Chaque nouvelle écoute le confirme : Peter Grimes est incontestablement le chef‑d’œuvre de Benjamin Britten, et l’on comprend que la création de cet opéra en 1945 ait suffi à lancer la carrière de celui qui allait être considéré comme l’autre grand compositeur britannique après Henry Purcell.
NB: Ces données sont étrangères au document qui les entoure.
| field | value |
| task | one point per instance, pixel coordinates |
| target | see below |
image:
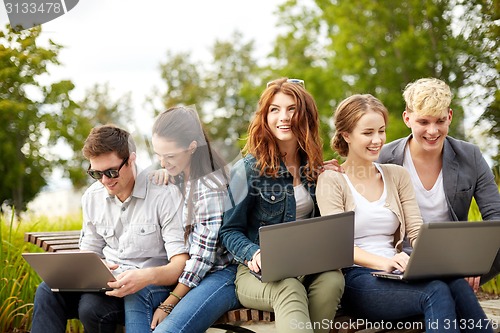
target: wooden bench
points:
(68, 241)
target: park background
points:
(123, 62)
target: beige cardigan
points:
(334, 196)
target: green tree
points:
(40, 121)
(28, 111)
(378, 47)
(225, 93)
(234, 83)
(183, 78)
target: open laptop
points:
(307, 246)
(451, 249)
(71, 271)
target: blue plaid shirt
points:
(205, 249)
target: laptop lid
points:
(71, 271)
(453, 249)
(307, 246)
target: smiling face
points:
(121, 186)
(367, 138)
(279, 118)
(174, 158)
(429, 132)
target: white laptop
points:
(82, 271)
(306, 247)
(451, 249)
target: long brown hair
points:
(183, 126)
(261, 142)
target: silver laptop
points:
(307, 246)
(451, 249)
(71, 271)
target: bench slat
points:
(54, 241)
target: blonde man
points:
(446, 173)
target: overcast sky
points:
(123, 41)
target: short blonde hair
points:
(427, 97)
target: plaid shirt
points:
(205, 249)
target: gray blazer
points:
(465, 175)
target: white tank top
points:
(432, 203)
(375, 224)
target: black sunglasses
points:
(110, 173)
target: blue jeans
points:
(96, 311)
(203, 305)
(140, 306)
(448, 305)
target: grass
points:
(18, 281)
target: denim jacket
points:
(257, 201)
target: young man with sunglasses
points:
(134, 226)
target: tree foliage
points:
(379, 47)
(42, 127)
(28, 110)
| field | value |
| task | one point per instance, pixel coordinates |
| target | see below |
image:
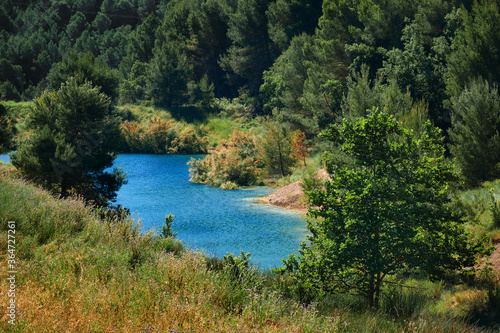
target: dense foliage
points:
(315, 61)
(390, 213)
(316, 64)
(72, 140)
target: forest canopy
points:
(313, 62)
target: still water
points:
(207, 219)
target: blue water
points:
(208, 219)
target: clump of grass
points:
(102, 273)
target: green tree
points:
(289, 18)
(387, 214)
(84, 67)
(251, 52)
(475, 132)
(168, 75)
(475, 48)
(5, 129)
(277, 148)
(73, 137)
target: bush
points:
(232, 163)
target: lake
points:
(208, 219)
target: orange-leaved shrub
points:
(233, 163)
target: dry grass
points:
(80, 273)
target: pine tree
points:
(475, 132)
(73, 140)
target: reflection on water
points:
(208, 219)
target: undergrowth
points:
(82, 270)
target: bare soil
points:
(291, 196)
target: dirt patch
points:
(291, 196)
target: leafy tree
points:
(418, 70)
(168, 75)
(140, 44)
(388, 214)
(475, 132)
(277, 148)
(77, 24)
(12, 75)
(252, 50)
(208, 41)
(166, 230)
(289, 18)
(300, 147)
(84, 67)
(364, 94)
(284, 83)
(72, 141)
(6, 129)
(234, 162)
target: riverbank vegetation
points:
(74, 261)
(258, 86)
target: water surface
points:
(206, 218)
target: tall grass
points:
(80, 270)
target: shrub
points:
(232, 163)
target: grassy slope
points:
(77, 272)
Outre l’efficacité dramatique de sa musique, Britten sut toujours s’appuyer sur des livrets solides, systématiquement tirés d’œuvres littéraires, de Shakespeare à Thomas Mann en passant par Maupassant et Henry James. Pour Peter Grimes, le travail d’adaptation fut particulièrement délicat, puisqu’il s’agissait de construire une action théâtrale à partir de quelques-uns des vingt-quatre poèmes qui forment The Borough (1810), recueil dans lequel George Crabbe évoquait le « bourg » maritime d’Aldeburgh, situé à 45 km de Lowestoft où était né Britten. Le dramaturge Montagu Slater, pour qui le compositeur avait écrit quelques musiques de scène dans les années 1930, sut admirablement s’acquitter de sa mission, et quand on sait quel choc fut pour Britten la découverte de Wozzeck, on comprend tout l’intérêt que pouvait présenter pour lui l’histoire du marin Peter Grimes, issu de ces « pauvres gens » en proie à l’hostilité de toute une communauté, et pour qui l’amour d’une femme ne suffit pas à rendre la vie supportable (il y a même dans Peter Grimes une scène de bal avec quelques vrais morceaux de musique de bastringue dedans, un peu comme dans l’opéra d’Alban Berg).
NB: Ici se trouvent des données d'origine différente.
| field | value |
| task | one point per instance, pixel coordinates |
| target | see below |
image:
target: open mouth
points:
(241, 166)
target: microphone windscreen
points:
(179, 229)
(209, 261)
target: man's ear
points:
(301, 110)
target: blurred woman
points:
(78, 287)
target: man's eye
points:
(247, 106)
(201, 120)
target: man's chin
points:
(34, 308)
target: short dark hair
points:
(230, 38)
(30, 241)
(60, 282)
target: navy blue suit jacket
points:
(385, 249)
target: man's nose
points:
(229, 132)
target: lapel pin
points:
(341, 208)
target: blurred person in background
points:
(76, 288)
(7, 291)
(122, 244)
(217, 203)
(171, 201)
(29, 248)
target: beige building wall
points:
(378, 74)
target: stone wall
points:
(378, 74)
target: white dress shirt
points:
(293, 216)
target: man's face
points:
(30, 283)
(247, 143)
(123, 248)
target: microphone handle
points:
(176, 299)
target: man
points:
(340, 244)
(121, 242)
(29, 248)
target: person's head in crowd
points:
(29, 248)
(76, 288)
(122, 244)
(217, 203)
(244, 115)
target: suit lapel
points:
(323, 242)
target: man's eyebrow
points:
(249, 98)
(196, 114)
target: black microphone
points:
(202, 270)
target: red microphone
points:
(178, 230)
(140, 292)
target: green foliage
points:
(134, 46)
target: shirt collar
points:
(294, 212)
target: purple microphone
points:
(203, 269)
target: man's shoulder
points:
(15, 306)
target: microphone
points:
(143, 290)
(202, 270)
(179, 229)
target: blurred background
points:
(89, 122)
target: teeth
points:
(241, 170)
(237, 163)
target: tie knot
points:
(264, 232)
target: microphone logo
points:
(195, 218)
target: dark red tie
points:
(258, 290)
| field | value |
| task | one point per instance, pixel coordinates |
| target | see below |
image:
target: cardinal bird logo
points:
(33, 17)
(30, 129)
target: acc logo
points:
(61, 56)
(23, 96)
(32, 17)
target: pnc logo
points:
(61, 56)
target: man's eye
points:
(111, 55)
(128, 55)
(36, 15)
Dans ces conditions, on pourrait s’étonner de ne pas voir plus souvent ce titre à l’affiche hors de la sphère anglophone. Certes, il y a tout lieu de se réjouir de la popularité de A Midsummer Night’s Dream, et on se félicite que Death in Venice ou Albert Herring puissent connaître un réel succès hors de leur pays natal. Après avoir proposé quatre fois la production Zambello de Billy Budd entre 1996 et 2010, l’Opéra de Paris aurait dû accueillir l’admirable mise en scène présentée à Madrid par Deborah Warner, mais ce projet semble être tombé à l’eau. Britten n’est désormais invité à l’Opéra Bastille que pour les spectacles des jeunes chanteurs de l’Atelier lyrique : The Rape of Lucretia, vu en 2014, reviendra cette saison, et Owen Wingrave fut donné à l’Amphi Bastille en 2016. Dans ses deux grandes salles, en revanche, l’Opéra de Paris ignore superbement Britten, alors qu’il possède une stupéfiante production de Peter Grimes qu’on n’a pu voir qu’en 2001 et en 2004 ; Graham Vick y réussissait magistralement la transposition de l’œuvre à notre époque, procédé qui contribuait à rendre véritablement terrifiantes les scènes où le héros est poursuivi par la vindicte des villageois. Faut-il une fois de plus déplorer le manque de curiosité du public parisien, qui bouderait une œuvre trop âpre dans son contenu, surtout si elle n’est pas portée par un Jon Vickers, comme ce fut le cas en 1981 au Palais Garnier, ou par un Ben Heppner ?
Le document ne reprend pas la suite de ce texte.